After reaching the low 70s Tuesday, daytime highs in North Platte will be limited to the mid- to upper 50s Wednesday and Thursday, according to the weather service’s seven-day forecast Monday afternoon.
That first freeze becomes more likely in midweek after a second near-miss Monday, when the temperature bottomed out at 34 degrees just before 8 a.m.
Early morning lows are expected to hover around 44 Tuesday and 40 Wednesday, then dip to around or just below the 32-degree threshold the rest of the week, the weather service said.
The season’s first chance of snow — a slight one — enters the forecast Thursday night and early Friday.

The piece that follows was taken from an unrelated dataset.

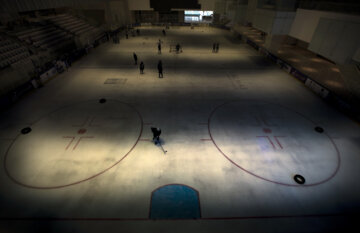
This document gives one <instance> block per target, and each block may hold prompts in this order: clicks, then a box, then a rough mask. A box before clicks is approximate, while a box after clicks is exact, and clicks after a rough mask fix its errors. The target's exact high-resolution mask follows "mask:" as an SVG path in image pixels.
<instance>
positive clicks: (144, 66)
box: [140, 61, 145, 74]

But high temperatures will rebound to the mid-60s Friday and the upper 60s this weekend.
The North Platte airport’s first freeze hasn’t been this late since Oct. 16, 2015. The latest known initial freeze for the city took place on Oct. 28, 1931, based on full-year weather records dating to 1875.
Interestingly enough, the average first-freeze date for North Platte has moved up on the calendar and out of October over the years observers have kept records.
Readings were taken inside the city from late 1874 until the weather service set up its airport office in 1948. The average first-freeze date was Oct. 3 during those first approximately 75 years and has been Sept. 26 since.
Travelers headed west into Wyoming Tuesday and Wednesday are likely to encounter the winter driving season’s first major obstacles, according to Cheyenne’s weather service office.
Winter storm watches or warnings have been issued for central Wyoming as far east as Laramie, with the strongest chances for disruptive snow Tuesday night and early Wednesday on Interstate 80 between Laramie and Rawlins.
Snow chances for I-80’s Laramie-to-Cheyenne stretch are rated as moderate Wednesday morning, the Cheyenne weather service office said.
Wintry mixes are more likely in the Kimball and Scottsbluff-Gering areas, with little to no snow accumulation expected. Sidney isn’t expected to see snow as the storm moves through.
Winter weather advisories are posted for Colorado’s northwest Rockies but not for the Front Range, said the weather service’s Boulder office.